Here we provide key takeaways from the interview, which was co-moderated by Wayne Pines, President of Healthcare, APCO and Alison Bodor, President & CEO, American Frozen Foods Institute.
The Office of the Ombudsman is located in the Office of the Chief Scientist, within the Office of the Commissioner. (There are no reporting lines between the ombudsman’s office and the ombudsmen located within the Centers, although they do collaborate as needed.) The ombudsman is responsible for addressing complaints and assisting in resolving disputes between companies or individuals and FDA.
The three-person staff in the Office of the Ombudsman operates under three main tenets: independence, neutrality and confidentiality. Neutrality is key, she said; her office does not take sides on a particular issue or dispute but works to bring both sides together.
Lenkel emphasized that her office does not have any power or authority to change FDA decisions or require that staff do anything; rather, she focuses on the “power of persuasion” and ensuring each side’s voices are heard. For example, the office often focuses on convincing FDA and the company to come to the table again, to continue talking.
“We listen more carefully than perhaps others in the agency have an opportunity to do,” she said. “We just try to get people to talk, and to listen to both sides.”
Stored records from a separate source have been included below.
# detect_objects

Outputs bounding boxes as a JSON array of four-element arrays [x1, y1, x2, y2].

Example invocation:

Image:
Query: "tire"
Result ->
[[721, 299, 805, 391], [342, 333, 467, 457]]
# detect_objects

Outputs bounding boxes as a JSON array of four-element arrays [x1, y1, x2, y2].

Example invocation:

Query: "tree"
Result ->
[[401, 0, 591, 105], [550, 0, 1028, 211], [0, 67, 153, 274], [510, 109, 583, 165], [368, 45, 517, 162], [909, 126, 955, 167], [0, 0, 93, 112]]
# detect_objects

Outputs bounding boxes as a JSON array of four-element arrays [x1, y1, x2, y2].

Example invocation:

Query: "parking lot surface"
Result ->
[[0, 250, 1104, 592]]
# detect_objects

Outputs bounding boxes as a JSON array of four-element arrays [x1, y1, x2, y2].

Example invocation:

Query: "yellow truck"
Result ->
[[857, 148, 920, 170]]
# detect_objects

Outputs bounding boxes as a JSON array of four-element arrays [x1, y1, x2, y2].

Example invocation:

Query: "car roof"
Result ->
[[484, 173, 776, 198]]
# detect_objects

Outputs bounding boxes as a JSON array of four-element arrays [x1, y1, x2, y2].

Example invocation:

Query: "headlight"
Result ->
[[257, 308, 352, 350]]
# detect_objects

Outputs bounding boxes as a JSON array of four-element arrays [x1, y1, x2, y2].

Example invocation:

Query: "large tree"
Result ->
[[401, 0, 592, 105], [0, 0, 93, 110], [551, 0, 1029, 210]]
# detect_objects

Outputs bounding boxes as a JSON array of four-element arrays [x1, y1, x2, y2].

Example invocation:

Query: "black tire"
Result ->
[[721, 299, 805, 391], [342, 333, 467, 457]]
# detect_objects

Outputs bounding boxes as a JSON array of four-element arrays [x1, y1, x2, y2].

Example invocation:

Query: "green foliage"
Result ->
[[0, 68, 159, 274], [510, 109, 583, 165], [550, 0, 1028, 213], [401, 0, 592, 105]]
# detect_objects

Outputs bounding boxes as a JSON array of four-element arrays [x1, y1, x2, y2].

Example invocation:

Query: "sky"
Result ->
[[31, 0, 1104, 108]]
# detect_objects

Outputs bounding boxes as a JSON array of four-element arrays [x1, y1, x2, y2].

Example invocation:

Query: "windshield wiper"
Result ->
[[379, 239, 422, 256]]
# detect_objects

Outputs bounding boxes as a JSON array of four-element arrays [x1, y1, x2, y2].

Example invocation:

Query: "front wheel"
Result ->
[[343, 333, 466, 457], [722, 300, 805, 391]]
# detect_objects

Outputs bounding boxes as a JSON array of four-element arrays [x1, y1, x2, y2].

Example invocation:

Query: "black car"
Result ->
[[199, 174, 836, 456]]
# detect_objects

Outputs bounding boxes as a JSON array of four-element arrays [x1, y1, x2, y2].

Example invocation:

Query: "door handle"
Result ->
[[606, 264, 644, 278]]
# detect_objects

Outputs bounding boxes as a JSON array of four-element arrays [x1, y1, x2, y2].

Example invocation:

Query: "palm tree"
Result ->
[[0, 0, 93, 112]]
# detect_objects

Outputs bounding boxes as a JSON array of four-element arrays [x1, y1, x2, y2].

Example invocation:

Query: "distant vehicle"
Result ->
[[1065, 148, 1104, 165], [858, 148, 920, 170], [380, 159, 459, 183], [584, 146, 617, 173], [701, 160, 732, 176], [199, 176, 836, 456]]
Requests for involvement by the ombudsman may come from both internal FDA staff or external stakeholders; however the majority of requests originate externally. The office addresses approximately 400 cases per year. And while there is no “typical case,” she cited as an example of the types of cases she receives: A company may come to her and say “We’ve been working with this review division for two years, and every time we do something, they tell us to do something else.” Then when her office contacts the review division, and they say “We’ve been telling them for two years what to do, they just don’t listen.” In these types of cases, “we have this huge disconnect, and as I see it, our job is to try to bring that closer together, to clarify what really is needed, what really has been submitted, and to get this group to communicate better.”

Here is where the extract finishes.